Staatsanwalt fordert vier Jahre Haft

Prozess gegen ehemaligen Klinikchef neigt sich dem Ende zu.

Mönchengladbach. Vier Jahre Haft und ein fünfjähriges Berufsverbot hat Staatsanwalt Lothar Gathen gestern Nachmittag im Prozess gegen den früheren Chefarzt und Betreiber der Wegberger St. Antonius-Klinik gefordert. Es geht um Körperverletzungen, teilweise mit Todesfolge und eine fahrlässige Tötung. Seit September 2009 steht Arnold Pier deswegen vor dem Mönchengladbacher Landgericht.

Insgesamt neun Sachverständige der verschiedenen Fachrichtungen wurden gehört, zwei mussten wegen Befangenheit wieder gehen. Dass sich der Prozess jetzt dem Ende zuneigt, ist dem Paragraphen 257 c der Strafprozessordnung zu danken. Gericht, Staatsanwaltschaft und Verteidigung trafen eine Absprache.

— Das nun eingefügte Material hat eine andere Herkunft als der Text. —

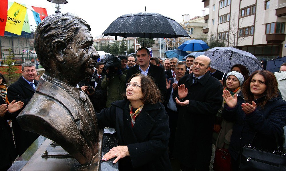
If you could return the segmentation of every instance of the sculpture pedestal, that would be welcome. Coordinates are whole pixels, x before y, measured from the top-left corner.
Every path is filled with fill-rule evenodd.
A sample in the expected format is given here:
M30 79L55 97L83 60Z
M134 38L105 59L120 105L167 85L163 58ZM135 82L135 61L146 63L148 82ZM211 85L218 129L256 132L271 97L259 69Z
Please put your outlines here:
M118 145L114 129L99 130L101 150L95 156L92 163L83 166L61 146L40 136L19 158L8 170L118 170L118 162L112 163L114 159L102 163L102 156L112 148ZM111 131L110 132L110 130ZM45 150L47 154L45 154Z

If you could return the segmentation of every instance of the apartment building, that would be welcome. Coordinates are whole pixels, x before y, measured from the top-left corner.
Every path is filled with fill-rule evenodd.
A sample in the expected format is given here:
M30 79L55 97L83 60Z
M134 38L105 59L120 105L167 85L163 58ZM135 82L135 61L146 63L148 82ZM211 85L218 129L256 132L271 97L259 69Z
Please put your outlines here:
M209 8L209 39L249 52L259 59L286 56L285 0L203 0Z

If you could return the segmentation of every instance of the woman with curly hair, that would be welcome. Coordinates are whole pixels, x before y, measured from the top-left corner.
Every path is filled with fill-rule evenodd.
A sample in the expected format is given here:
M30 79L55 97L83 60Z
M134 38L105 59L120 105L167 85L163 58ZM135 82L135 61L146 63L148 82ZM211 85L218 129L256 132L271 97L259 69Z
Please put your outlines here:
M154 81L141 74L126 84L125 99L96 113L99 127L114 128L119 146L102 157L116 158L119 170L171 170L167 152L170 136L168 115Z

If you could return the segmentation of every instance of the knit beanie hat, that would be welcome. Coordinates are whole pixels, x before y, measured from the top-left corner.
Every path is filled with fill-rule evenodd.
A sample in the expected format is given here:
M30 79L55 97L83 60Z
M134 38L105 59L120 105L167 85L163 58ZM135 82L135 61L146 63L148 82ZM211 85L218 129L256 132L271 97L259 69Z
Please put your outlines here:
M239 85L241 86L242 85L242 83L243 83L243 81L244 81L244 77L242 74L236 71L231 71L229 73L227 74L227 77L226 79L227 79L227 77L231 75L234 75L236 77L236 78L237 78L237 79L238 79L238 81L239 81L239 83L240 83L240 85Z

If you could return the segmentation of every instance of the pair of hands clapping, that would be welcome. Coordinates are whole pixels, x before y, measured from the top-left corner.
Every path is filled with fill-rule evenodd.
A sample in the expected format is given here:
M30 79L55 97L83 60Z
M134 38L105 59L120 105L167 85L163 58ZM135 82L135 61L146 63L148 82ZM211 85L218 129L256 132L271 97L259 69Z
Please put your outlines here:
M230 107L233 108L236 106L237 104L237 96L236 94L235 94L233 97L229 92L228 90L224 90L223 97L225 103ZM246 114L249 114L253 112L256 108L256 104L252 101L252 105L249 103L243 103L241 105L242 110Z
M3 117L7 111L10 113L14 113L23 107L24 102L19 101L15 102L16 100L13 100L7 106L6 104L0 105L0 117Z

Die Richter erklärten Ende Februar, wie sie die bereits verhandelten und noch nicht verhandelten Fälle nach Aktenlage rechtlich bewerten, zu welchem ungefähren Strafmaß sie kommen könnten.

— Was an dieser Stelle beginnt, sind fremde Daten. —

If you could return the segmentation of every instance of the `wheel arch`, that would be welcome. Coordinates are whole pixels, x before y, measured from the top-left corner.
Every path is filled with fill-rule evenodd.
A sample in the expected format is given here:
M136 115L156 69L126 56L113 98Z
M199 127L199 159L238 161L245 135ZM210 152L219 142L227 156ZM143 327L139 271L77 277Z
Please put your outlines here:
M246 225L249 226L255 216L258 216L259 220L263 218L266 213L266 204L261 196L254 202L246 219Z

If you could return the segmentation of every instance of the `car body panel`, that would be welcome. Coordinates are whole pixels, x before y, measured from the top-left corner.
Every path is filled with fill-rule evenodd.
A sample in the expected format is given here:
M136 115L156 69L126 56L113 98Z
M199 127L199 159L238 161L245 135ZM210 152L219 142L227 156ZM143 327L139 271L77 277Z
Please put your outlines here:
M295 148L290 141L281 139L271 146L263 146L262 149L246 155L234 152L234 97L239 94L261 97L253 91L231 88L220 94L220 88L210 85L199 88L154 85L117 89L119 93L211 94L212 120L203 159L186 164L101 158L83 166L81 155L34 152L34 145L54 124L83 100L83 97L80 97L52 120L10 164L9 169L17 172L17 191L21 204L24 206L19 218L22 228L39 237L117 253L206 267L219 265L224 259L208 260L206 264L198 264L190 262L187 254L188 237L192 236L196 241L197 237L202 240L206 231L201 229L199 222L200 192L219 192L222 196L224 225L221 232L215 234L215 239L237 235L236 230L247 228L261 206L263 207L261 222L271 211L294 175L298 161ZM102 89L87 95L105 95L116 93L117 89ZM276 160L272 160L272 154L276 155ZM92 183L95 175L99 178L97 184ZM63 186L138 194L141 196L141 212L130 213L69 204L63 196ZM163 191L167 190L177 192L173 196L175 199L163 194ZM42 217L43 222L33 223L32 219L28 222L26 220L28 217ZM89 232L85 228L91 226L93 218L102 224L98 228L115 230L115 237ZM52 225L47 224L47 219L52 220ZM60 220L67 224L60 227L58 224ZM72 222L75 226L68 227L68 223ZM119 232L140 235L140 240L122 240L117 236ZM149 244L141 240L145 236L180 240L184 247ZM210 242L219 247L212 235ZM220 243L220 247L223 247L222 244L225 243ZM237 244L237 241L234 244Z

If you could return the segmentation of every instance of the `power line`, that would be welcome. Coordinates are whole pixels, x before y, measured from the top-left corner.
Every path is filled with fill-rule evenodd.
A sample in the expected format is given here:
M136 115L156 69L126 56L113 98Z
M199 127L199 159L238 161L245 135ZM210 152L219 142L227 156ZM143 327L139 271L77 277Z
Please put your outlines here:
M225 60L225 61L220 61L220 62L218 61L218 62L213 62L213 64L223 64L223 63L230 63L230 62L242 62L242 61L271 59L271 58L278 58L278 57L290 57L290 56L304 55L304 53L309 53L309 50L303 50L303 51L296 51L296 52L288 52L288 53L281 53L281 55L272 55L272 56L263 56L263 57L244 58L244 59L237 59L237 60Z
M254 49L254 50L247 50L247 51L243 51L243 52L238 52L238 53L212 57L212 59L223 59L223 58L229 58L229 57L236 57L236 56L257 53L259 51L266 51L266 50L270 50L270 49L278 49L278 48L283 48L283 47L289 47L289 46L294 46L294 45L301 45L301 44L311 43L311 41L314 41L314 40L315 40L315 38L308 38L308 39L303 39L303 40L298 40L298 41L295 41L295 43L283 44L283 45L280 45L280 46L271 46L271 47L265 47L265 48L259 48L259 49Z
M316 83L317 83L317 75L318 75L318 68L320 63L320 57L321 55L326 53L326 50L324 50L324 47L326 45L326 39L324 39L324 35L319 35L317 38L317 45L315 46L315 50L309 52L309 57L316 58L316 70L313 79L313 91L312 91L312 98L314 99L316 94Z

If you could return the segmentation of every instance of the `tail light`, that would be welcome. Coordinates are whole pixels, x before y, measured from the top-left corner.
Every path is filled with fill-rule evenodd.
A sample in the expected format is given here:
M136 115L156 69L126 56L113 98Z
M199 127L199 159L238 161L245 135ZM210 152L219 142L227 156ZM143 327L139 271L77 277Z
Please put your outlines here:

Die Staatsanwaltschaft stimmte zu — und Pier legte ein entsprechendes Geständnis ab. Ansonsten war damit gerechnet worden, dass sich der Prozess noch mindestens weitere anderthalb Jahre hinziehen würde. „Es ist ein Teilerfolg, einen Arzt mal dazu zu bringen, Fehler einzugestehen“, sagte nach dem gestrigen Prozesstag Gerhard Lenzen (51). Seine Mutter hatte zu den Opfern gehört. Für ihn besonders bitter: „Als Mutter auf der Intensivstation lag, war die Staatsanwaltschaft schon im Haus.“ Trotzdem habe sich nichts geändert.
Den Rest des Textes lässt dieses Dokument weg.